Update: How can I include the number before 'day' i.e. 1,2,3 etc. on a line just before the data_starts(w)? I am using this within the loop but it doesn't seem to work:
days_str = dotTXT_fileContents(data_starts(w)-1);
days_str = days_str{1};
days(w,:) = sscanf(days_str(w-1,:), '%d %*s %*s', [1, inf]);
Problem in line tmp_str = tmp_str{:}; Matlab have strange behaviour when handling chars. Short solution for you is replace last with the next two lines:
y = cell2mat( cellfun(#(z) sscanf(z,'%f'),tmp_str,'UniformOutput',false));
data_matrix_grid_wise(w,:) = y;
The problem is with last 2 statements. When you do tmp_str{:} you convert cell array to comma-separated list of strings. If you assign this list to a single variable, only the first string is assigned. So the tmp_str will now have only the first row of data.
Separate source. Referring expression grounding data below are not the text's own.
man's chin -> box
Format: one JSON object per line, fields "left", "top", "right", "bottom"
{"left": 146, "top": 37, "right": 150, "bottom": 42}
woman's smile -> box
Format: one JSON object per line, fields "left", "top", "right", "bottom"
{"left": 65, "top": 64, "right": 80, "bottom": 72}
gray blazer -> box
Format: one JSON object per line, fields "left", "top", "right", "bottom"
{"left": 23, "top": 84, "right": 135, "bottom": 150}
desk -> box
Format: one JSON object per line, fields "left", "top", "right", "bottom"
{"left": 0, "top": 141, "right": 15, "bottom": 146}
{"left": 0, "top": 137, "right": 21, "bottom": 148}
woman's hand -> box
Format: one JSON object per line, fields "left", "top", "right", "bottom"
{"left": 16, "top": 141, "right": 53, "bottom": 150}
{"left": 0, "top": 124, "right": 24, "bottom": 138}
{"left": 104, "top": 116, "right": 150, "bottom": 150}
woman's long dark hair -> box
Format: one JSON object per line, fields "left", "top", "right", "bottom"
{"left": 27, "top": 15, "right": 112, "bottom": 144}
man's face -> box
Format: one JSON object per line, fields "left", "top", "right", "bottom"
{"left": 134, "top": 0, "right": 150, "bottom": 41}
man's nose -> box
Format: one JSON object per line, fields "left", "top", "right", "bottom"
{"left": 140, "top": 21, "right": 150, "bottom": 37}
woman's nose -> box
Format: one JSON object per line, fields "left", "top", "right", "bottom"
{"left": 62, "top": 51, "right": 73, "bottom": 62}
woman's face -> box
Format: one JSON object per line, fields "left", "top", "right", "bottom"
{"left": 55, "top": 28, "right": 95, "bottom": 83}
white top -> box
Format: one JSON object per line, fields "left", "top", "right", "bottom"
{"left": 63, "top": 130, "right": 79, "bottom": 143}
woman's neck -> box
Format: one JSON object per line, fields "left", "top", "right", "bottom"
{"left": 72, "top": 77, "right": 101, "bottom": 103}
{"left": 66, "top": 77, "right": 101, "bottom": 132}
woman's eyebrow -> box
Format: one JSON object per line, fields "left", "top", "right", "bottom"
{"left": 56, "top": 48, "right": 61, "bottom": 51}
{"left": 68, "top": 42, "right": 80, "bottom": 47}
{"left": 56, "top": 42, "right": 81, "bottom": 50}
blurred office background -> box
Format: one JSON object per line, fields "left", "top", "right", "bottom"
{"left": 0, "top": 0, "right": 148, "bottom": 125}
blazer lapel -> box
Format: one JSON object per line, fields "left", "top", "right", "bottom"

Here is what you can do instead of last 2 lines:
tmp_mat = cellfun(#str2num, tmp_str, 'uniformoutput',0);
data_matrix_grid_wise(w,:) = cell2mat(tmp_mat);
However, you will have a problem with concatenation (cell2mat) since not all of your rows have the same number of columns. It's depends on you how to solve it.